Drug case accused often not named

Four out of five anonymity orders granted at Derry Magistrates Court in the last year have been for people accused of drugs offences.

Figures obtained by the ‘Journal’ under a Freedom of Information request show that since August last year a total of 29 anonymity orders have been granted by judges at the local magistrates court.

The orders were granted under article two of the European Convention of Human Rights - the right to life.

However, the figures obtained from the Northern Ireland Court Service show that only one anonymity order was granted in the rest of Northern Ireland in 2013. This was for an alleged sex offender.

In Derry, 24 of the orders were granted for defendants accused of drugs offences and two for people accused of sex offences.
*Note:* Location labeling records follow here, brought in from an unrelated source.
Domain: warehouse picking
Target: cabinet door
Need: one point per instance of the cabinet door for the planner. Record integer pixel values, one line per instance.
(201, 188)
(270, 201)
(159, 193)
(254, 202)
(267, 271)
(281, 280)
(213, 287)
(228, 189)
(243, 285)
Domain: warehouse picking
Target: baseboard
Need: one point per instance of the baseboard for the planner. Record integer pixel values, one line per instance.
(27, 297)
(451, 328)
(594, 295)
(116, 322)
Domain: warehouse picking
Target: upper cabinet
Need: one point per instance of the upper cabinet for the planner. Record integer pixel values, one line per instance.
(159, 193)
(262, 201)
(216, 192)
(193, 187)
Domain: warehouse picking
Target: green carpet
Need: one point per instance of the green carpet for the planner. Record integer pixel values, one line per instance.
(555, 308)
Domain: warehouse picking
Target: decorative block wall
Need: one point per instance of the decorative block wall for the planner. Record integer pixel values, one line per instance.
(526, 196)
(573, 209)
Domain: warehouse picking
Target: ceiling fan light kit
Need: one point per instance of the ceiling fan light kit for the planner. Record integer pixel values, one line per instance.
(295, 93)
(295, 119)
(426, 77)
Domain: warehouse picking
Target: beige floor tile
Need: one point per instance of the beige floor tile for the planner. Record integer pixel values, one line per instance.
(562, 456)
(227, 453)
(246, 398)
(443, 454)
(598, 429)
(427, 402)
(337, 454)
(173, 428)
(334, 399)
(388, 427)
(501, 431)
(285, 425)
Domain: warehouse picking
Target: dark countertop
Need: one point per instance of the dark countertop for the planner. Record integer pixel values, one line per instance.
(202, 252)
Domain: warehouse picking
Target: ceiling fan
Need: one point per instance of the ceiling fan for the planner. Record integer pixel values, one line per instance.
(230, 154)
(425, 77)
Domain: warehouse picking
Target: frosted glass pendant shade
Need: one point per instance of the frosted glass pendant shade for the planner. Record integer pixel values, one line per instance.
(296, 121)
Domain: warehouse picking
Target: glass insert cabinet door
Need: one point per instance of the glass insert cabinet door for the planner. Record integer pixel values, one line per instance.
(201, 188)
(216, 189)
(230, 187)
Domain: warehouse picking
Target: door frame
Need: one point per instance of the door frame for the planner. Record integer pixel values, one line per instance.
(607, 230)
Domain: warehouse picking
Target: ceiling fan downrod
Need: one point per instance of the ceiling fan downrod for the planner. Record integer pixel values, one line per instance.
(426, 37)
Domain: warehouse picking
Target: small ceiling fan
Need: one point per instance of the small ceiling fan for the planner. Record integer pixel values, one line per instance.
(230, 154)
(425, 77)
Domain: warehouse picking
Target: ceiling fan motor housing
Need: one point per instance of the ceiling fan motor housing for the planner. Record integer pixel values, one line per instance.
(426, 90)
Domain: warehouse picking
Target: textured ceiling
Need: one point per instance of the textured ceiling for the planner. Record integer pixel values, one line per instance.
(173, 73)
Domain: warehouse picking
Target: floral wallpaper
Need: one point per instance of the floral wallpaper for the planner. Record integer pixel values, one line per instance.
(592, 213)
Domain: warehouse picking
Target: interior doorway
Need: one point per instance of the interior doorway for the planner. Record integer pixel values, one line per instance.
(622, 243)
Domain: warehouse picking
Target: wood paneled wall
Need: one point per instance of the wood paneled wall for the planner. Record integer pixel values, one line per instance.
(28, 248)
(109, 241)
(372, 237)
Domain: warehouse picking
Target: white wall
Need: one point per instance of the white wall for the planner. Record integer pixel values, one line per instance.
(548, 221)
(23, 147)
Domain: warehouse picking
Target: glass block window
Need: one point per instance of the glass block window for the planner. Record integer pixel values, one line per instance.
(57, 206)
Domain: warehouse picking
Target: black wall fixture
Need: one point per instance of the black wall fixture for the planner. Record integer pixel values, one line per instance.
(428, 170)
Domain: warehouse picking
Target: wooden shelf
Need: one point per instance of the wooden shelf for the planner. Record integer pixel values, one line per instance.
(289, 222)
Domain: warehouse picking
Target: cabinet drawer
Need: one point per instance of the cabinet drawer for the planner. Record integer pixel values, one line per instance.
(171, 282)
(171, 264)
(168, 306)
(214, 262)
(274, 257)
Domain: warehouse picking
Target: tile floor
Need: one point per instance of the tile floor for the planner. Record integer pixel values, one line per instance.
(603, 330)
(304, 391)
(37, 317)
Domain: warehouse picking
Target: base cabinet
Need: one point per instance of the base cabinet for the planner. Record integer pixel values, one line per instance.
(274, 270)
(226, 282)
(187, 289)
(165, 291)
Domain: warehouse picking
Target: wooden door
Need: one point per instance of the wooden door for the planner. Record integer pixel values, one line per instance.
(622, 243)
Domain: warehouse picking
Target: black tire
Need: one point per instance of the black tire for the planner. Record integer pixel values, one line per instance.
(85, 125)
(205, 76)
Three further orders were granted for other offences.

A leading local solicitor has said he believes the anonymity orders can be justified.

As a result of the orders, the defendants’ name, age, address or the date of the next court appearance could not be printed by the media.
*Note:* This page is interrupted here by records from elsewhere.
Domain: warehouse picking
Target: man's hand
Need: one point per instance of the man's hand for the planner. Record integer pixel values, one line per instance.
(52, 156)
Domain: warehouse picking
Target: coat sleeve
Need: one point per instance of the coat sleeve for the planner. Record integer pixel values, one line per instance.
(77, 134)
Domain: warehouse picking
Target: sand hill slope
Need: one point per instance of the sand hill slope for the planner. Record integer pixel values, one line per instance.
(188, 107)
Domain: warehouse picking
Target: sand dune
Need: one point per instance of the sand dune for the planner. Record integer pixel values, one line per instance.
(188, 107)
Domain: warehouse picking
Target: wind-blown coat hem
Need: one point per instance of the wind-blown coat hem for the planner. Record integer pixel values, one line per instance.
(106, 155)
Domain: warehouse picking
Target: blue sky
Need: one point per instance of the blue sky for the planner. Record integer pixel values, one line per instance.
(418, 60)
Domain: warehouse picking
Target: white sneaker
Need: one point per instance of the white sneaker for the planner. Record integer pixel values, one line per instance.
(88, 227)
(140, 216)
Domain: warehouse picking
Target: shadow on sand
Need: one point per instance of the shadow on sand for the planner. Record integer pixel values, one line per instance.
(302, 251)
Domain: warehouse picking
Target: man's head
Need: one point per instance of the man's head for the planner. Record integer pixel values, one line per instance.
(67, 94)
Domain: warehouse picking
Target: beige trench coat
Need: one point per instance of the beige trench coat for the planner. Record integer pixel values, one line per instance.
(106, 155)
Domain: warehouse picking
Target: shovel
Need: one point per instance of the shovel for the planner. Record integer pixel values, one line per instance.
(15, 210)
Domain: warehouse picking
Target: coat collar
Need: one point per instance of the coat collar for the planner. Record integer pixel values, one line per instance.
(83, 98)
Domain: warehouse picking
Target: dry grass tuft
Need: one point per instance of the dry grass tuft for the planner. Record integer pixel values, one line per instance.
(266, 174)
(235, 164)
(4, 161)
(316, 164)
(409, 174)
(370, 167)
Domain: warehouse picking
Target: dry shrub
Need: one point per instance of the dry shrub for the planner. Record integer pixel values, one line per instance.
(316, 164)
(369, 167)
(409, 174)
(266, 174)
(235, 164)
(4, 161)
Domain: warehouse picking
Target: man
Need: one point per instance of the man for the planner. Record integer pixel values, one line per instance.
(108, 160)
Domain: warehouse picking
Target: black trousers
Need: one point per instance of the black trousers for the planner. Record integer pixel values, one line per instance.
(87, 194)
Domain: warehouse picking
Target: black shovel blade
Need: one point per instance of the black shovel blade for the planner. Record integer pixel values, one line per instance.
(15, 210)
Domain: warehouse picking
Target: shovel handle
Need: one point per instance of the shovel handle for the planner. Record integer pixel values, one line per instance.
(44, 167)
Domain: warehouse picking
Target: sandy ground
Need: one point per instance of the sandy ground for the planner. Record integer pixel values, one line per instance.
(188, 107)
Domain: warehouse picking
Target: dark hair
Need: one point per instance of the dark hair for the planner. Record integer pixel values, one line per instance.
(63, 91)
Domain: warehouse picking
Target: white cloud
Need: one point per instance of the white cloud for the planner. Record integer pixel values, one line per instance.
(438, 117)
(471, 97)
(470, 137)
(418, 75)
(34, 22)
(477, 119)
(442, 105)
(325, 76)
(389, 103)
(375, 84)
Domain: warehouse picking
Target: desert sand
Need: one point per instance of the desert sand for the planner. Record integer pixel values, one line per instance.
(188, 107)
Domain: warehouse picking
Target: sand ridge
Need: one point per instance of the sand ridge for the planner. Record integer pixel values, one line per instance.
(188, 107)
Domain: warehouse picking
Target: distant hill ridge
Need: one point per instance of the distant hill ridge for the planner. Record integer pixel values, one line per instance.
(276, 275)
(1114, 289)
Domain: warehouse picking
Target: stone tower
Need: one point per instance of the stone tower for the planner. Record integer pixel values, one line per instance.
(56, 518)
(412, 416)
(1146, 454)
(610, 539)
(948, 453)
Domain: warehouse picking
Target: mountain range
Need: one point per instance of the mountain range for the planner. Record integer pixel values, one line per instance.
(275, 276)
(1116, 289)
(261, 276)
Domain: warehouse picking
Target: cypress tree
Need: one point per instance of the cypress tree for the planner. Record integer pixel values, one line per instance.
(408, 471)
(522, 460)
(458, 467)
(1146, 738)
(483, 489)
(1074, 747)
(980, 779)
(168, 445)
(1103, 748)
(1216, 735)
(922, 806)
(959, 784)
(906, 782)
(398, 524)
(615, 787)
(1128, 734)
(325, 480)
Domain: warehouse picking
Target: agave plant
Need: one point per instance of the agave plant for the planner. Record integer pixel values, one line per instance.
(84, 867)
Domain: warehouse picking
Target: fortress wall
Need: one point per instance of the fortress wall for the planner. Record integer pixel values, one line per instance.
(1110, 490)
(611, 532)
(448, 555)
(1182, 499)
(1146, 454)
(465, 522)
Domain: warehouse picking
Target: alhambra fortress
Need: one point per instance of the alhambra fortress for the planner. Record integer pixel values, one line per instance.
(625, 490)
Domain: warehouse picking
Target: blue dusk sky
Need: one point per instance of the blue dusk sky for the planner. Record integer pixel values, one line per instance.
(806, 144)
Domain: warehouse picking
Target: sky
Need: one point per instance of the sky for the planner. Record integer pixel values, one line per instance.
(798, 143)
Some of the anonymity orders were granted after the defendant was named in open court and because it was “accepted practice in this division”.
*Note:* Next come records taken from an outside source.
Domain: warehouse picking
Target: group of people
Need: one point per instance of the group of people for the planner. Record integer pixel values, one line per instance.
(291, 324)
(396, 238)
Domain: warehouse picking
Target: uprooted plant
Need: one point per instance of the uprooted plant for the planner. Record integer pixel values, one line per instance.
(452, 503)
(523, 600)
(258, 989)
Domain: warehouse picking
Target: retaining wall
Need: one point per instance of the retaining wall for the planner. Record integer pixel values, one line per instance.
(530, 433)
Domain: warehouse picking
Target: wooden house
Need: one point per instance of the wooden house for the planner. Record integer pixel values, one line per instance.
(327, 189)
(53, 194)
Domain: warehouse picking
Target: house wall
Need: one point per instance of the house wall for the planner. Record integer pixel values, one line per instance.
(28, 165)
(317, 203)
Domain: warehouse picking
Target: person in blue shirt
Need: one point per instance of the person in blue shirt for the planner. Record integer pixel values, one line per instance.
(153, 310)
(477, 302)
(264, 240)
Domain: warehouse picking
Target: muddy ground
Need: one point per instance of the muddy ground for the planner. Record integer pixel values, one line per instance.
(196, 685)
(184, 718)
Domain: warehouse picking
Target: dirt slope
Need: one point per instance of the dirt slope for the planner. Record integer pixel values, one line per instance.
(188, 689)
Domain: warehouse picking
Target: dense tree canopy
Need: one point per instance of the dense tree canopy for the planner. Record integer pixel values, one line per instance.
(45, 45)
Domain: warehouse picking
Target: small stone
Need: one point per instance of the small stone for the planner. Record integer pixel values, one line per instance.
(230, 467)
It is understood that one man, accused of drugs offences, who was granted anonymity, was shot.

Defence solicitor Paddy MacDermott, who was the first to make a successful application for an anonymity order, said that the orders were “necessary to protect people’s lives because there was an orchestrated campaign by paramilitaries targeting alleged drug dealers”.

He said he believes that anyone charged with an offence “which could carry public opprobrium should be entitled to anonymity until such time as they are found guilty”.

Following a High Court challenge by a local man who was refused an anonymity order, Mr MacDermott believes that they will “become less common because you have to show a specific threat against an individual”.